UCI president David Lappartient has joined a number of rival riders in calling for Froome to withdraw from racing until the case – which stemmed from a test taken during La Vuelta in September – has been resolved.
But after the Team Sky rider made his first appearance of the season last week – finishing 10th in the Ruta del Sol – Park said that if Lappartient was unhappy, he needed to look at his own organisation’s rules first.
“Personally, I think it’s beholden on us, and particularly those of us who work within governing bodies, to operate within the rules,” Park said. “If we don’t like the rules there is a perfectly good process in place for us to go about changing them.”
Froome must explain why his test results contained twice the permitted level of the anti-asthma drug, and can avoid a ban if the UCI accepts his reasoning.
Under the world governing body’s rules, the case should have remained confidential until such time as a charge was brought, but it was leaked in December, leaving the four-time Tour de France winner in a very public battle to save his reputation – and the Vuelta title he won in Spain.
“I’m not personally finding it uncomfortable,” Park added. “I think it’s regrettable that the rules, in terms of confidentiality for Chris, have not been maintained in this regard, are actually regrettable for the sport as much as for Chris.”
But asked if the response to the case indicated an anti-Froome agenda from elements within the sport, Park said he felt the opposite was true.
“There will always be people who will want those tall poppies chopped down,” he said. “So I don’t think it’s specifically anti-Chris Froome. In fact, I think it’s the other way around.
“When you look at the size of the vote he got at (the BBC Sports Personality of the Year awards), that was only three or four days after it came out, he was one of the five or six athletes who got a significant number of votes. And that was before the public had time to become educated.”
Froome, who plans to race next at Tirreno-Adriatico starting on March 7, said he had been encouraged by the reaction he received from fellow riders during his return last week although some, including Belgian Oliver Naesen, told reporters at the race they believed he should not be taking part.

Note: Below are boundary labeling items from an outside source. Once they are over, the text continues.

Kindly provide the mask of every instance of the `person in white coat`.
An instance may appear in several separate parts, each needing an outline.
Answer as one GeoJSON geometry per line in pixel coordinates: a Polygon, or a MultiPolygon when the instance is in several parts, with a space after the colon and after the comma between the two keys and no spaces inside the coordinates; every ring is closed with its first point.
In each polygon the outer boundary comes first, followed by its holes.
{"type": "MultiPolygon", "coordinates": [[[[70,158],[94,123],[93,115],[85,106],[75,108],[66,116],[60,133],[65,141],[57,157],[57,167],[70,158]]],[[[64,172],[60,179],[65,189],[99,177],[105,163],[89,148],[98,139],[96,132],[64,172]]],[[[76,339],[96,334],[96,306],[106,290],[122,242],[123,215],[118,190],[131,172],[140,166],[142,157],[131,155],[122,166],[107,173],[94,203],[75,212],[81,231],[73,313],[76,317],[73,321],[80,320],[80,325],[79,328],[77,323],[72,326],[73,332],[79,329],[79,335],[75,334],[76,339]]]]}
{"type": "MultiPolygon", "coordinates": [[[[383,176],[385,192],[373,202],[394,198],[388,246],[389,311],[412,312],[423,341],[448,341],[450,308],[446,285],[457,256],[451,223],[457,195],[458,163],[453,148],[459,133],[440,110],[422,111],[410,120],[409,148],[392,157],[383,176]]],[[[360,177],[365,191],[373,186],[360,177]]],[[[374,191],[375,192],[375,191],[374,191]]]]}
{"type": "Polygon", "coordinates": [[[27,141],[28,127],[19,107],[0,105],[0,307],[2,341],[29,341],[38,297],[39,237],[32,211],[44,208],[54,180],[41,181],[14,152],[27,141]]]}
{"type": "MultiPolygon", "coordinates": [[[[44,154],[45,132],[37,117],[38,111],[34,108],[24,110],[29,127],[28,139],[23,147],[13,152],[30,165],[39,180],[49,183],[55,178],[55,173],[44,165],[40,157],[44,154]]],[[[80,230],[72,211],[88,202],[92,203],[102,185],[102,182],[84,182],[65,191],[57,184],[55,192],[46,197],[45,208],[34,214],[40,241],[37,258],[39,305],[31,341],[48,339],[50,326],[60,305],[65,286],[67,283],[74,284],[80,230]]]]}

Froome’s case comes on top of months of troubling headlines for British Cycling, following allegations of bullying and discrimination against former technical director Shane Sutton and question marks over the contents of a package delivered to Team Sky at the end of the 2011 Criterium du Dauphine.

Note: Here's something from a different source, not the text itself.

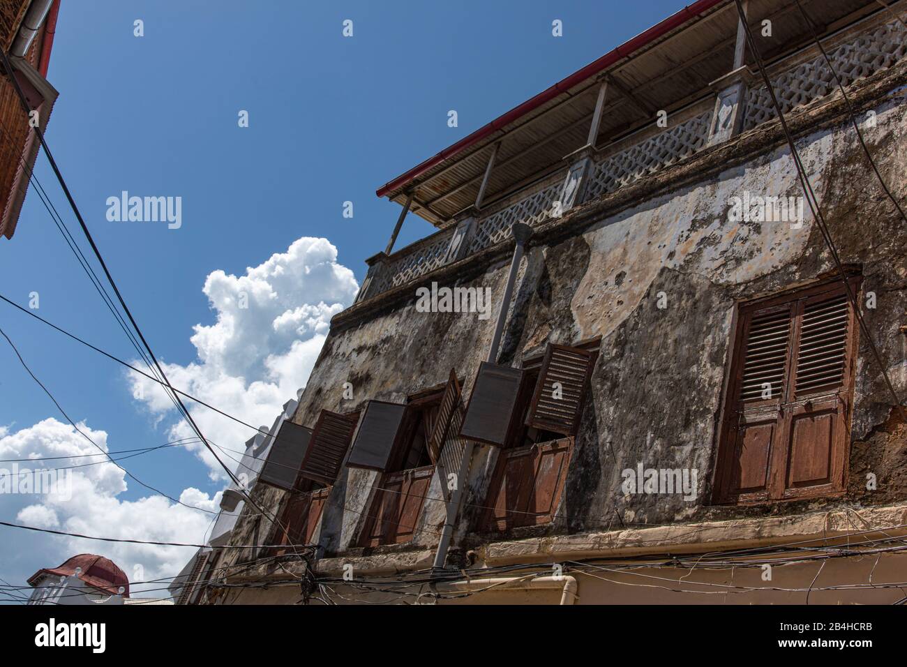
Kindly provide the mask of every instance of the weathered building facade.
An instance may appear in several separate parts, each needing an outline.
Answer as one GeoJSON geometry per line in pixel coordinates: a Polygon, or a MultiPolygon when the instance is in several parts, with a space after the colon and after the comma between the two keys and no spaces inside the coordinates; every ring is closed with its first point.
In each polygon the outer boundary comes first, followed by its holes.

But Park denied there was any sense that the public might be hesitant about supporting British riders ahead of next week’s UCI Track Cycling World Championships in Apeldoorn – where Laura Kenny will return to action only six months after giving birth.
“I actually think the British public is very well informed by the quantity of what has has been written and said already,” he said. “I think we sometimes perceive that they are not as bright as they are.
“So I think the public really are getting behind British Cycling. I think they will be excited by British performances in Apeldoorn and I think the British public are actually really keen to see Great Britain deliver great performances.”